SOCAR Trading also participates in the Ukrainian LNG market, and it holds an eighth place among the companies importing liquefied gas to this country.
Besides, Afghanistan uses Azerbaijan’s liquefied gas, although a little confusing history is connected with this country in this matter. Thus, last summer, information appeared in the press that the import of an Azerbaijani liquefied gas batch wasn’t allowed to this country, allegedly due to its low quality. However, later, the company representative said that Azerbaijani oil products enter Afghanistan through resellers and sometimes smugglers. Thus, the bulk of the liquefied gas in Azerbaijan is produced at the Heydar Aliyev Baku Oil Refinery and fully complies with quality standards. Ahmadov noted that high-ranking representatives of the Afghan government some time ago at meetings with the leadership of SOCAR expressed a desire to buy oil products directly from the company.

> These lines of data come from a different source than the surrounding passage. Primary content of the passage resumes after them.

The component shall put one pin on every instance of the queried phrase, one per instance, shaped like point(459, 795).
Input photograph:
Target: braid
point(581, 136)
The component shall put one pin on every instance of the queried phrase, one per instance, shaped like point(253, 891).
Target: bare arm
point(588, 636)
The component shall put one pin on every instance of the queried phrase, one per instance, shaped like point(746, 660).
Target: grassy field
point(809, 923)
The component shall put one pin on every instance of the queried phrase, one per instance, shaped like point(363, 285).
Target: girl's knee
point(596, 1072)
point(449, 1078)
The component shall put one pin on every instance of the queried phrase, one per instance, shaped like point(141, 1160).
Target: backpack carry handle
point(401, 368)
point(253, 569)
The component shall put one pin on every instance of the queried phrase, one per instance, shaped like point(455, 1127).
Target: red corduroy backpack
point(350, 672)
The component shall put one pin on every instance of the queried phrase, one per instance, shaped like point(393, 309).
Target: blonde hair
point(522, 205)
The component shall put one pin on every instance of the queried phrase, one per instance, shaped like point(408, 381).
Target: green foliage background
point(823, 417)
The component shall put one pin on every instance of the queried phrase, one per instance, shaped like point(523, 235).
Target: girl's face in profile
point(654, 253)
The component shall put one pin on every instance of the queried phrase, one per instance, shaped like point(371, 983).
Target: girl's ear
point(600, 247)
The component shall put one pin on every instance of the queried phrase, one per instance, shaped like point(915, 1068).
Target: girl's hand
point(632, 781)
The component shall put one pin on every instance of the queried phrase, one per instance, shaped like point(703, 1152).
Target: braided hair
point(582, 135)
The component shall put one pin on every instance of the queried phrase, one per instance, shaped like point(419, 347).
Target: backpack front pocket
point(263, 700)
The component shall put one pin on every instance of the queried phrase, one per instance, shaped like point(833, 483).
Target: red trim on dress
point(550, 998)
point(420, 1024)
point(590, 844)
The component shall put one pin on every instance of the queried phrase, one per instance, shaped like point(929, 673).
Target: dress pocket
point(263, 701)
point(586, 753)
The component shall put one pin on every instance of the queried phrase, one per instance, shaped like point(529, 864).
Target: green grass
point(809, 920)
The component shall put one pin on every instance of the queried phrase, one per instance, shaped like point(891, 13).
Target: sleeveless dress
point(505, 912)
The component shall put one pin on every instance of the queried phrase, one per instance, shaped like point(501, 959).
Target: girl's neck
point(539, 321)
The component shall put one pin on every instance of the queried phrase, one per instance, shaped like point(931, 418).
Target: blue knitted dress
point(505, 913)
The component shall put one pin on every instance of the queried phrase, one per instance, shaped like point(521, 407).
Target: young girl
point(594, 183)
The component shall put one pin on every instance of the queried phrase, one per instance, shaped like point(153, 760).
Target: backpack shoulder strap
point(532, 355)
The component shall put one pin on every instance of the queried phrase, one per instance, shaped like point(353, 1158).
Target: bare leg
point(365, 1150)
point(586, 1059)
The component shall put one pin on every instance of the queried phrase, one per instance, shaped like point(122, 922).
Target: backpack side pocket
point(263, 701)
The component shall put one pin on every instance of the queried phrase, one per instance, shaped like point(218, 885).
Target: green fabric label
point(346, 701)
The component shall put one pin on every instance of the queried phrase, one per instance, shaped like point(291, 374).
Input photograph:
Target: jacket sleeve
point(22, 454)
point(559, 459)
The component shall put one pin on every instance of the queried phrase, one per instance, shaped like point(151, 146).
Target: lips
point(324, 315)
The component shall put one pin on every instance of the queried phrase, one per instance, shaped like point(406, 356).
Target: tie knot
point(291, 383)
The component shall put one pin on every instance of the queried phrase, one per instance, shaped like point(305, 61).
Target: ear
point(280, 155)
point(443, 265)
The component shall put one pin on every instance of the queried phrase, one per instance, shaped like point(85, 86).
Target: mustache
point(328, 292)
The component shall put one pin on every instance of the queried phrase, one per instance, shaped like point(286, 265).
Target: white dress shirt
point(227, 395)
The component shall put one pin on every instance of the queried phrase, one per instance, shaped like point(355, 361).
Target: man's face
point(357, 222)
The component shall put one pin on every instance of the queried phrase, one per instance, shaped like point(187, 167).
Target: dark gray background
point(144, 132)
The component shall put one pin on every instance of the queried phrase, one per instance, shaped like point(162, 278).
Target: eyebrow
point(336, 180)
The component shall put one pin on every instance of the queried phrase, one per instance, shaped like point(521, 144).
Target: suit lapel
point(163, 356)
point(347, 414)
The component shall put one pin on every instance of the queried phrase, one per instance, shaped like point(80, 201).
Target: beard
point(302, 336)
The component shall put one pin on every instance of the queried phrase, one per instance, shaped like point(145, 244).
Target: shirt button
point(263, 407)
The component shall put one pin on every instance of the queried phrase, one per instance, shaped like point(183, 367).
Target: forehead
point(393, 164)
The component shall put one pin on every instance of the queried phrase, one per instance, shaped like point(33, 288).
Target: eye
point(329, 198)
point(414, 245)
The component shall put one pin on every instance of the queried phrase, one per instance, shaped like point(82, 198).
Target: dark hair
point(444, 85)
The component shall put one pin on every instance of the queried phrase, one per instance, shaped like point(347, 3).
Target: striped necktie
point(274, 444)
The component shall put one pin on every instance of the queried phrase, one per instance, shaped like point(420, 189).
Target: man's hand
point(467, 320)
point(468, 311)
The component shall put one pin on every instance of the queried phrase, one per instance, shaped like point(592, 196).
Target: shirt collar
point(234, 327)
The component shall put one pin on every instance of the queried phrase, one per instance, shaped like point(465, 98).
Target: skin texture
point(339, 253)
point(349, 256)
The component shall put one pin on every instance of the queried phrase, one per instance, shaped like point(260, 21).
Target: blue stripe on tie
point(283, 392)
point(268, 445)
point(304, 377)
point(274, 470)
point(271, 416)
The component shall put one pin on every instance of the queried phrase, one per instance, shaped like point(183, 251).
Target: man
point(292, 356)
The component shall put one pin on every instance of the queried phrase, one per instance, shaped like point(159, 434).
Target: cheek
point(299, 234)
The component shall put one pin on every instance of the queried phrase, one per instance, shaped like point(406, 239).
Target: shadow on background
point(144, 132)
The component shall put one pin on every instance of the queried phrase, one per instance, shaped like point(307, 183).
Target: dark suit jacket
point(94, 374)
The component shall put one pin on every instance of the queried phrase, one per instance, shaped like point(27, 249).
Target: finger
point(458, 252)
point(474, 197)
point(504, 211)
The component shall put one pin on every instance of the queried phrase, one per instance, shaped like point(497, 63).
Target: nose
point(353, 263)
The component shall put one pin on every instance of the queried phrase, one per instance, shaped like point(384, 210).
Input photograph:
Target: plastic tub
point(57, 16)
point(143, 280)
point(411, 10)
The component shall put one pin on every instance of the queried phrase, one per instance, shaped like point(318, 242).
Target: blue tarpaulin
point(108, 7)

As for business within the country, the total number of SOCAR-branded filling stations in Azerbaijan with CNG equipment (compressed natural gas filling station) is 32, and the company plans to expand this network as the demand for this product will grow.
Undoubtedly, LNG will play a significant role in the path towards a lower carbon future. About 80 percent of the growth in global energy demand will be in renewables and gas. Therefore, deepening this direction in Azerbaijan’s fuel and energy balance is a task for the near future.